Environmental experts are concerned. Mia MacDonald is the executive director of policy research organisation Brighter Green. “I find it strange and unsettling that so little is known about what happens to Tetra Pak packaging when it’s being distributed in such vast quantities across regions such as Vietnam,” she says. “Tetra Pak appear to have seen the potential for growth in south-east Asia, and are now trying to capitalise on that with small, single-use cartons that are quickly consumed and then thrown away. And the packaging appears benign: it’s not obviously plastic or glass or metal – it presents itself as recyclable. ”
“When Tetra Pak came to Vietnam in 1994, drinking milk was almost non-existent,” says the company’s in-country spokesperson, Ta Bao Long. “It was always just sweetened condensed milk … which was given to babies and ill people. We had to educate the customers about the convenience and safety of drinking milk from a portable, disposable carton.”
The company concedes that more needs to be done to develop recycling across Vietnam. “We’ve been proactively working on recycling since 2004, scouting for recyclers and seeking support from the government as well as NGOs. We started working with the first recycler in 2006,” Jason Pelz, regional circular economy director for Tetra Pak told the Guardian. “We agree more needs to be done. Over the past few years we have worked with our partners to build a total recycling capacity of 18,000 metric tonnes per year. The bottleneck is collection and segregation. We will continue to work closely with the government as well as other partners to increase the beverage carton collection and recycling in Vietnam.”
“We would like to strengthen recycling ability by discussing with [a] recycler in the north; which would bring more convenience in transportation and logistics,” says Ly Trang, Tetra Pak’s sustainability manager in Vietnam. “We are always looking for partners in the recycling/waste collection sector, who have the same vision … Waste management, segregation and collection in Vietnam [is not] at a mature stage yet so there is a lot of work to do.” Pelz added: “Recyclables are not sorted by consumers to be collected in different streams, and the collection of recyclables is often done voluntarily by waste pickers based on the value they can sell to the junk shops. This adversely impacts the recycling of most recyclables, because clearly you can’t recycle effectively when the waste is mixed. The Vietnamese government sees the need to build the infrastructure … We fully support the government initiative and are actively doing our part.”

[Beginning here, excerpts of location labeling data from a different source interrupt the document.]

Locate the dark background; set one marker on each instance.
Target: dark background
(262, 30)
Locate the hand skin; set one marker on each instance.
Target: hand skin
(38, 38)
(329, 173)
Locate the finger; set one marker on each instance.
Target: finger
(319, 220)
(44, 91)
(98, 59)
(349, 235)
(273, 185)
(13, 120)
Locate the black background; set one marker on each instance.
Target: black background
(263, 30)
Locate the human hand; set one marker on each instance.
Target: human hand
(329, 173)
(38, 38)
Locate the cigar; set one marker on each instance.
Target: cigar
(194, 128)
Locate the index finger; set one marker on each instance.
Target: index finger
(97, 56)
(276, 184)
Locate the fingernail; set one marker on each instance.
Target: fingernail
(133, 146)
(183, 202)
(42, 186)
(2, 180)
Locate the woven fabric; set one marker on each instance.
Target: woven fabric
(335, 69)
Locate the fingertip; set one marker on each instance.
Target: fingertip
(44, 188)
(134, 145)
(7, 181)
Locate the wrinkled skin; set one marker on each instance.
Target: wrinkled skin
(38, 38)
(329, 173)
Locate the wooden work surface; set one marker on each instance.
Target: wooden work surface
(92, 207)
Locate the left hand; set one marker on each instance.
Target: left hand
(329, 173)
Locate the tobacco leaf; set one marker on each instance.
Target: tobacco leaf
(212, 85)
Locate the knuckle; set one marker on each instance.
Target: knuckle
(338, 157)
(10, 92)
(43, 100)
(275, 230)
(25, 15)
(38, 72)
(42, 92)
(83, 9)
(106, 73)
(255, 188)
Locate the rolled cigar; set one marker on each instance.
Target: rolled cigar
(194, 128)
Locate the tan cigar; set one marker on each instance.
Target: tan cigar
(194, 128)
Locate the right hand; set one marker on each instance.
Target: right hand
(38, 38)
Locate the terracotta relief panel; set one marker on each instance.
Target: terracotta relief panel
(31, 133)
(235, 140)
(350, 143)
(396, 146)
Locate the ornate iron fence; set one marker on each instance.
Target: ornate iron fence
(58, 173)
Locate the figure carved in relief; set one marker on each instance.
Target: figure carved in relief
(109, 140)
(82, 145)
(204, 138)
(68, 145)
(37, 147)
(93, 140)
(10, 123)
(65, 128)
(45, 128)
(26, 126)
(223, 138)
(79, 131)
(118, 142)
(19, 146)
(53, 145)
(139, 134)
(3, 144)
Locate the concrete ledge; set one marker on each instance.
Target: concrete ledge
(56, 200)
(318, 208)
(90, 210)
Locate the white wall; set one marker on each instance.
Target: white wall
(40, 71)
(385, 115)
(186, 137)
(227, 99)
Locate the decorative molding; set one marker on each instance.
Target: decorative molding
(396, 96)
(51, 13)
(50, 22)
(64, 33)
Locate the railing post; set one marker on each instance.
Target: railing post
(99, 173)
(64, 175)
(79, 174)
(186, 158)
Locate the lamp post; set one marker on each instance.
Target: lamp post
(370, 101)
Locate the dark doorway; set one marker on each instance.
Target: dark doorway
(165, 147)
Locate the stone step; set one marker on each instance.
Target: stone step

“Recycling has to be supported by Tetra Pak and the milk industry, because they’re the ones making huge profits,” says Quyet Tien, adding that the Dong Tien recycling plant needs to upgrade its carton processing technology, but can’t afford it. “If Tetra Pak don’t offer to supply it to us, we will have to drop the programme completely and Tetra Pak can find someone new – or they can try recycling it themselves and see how difficult it is.”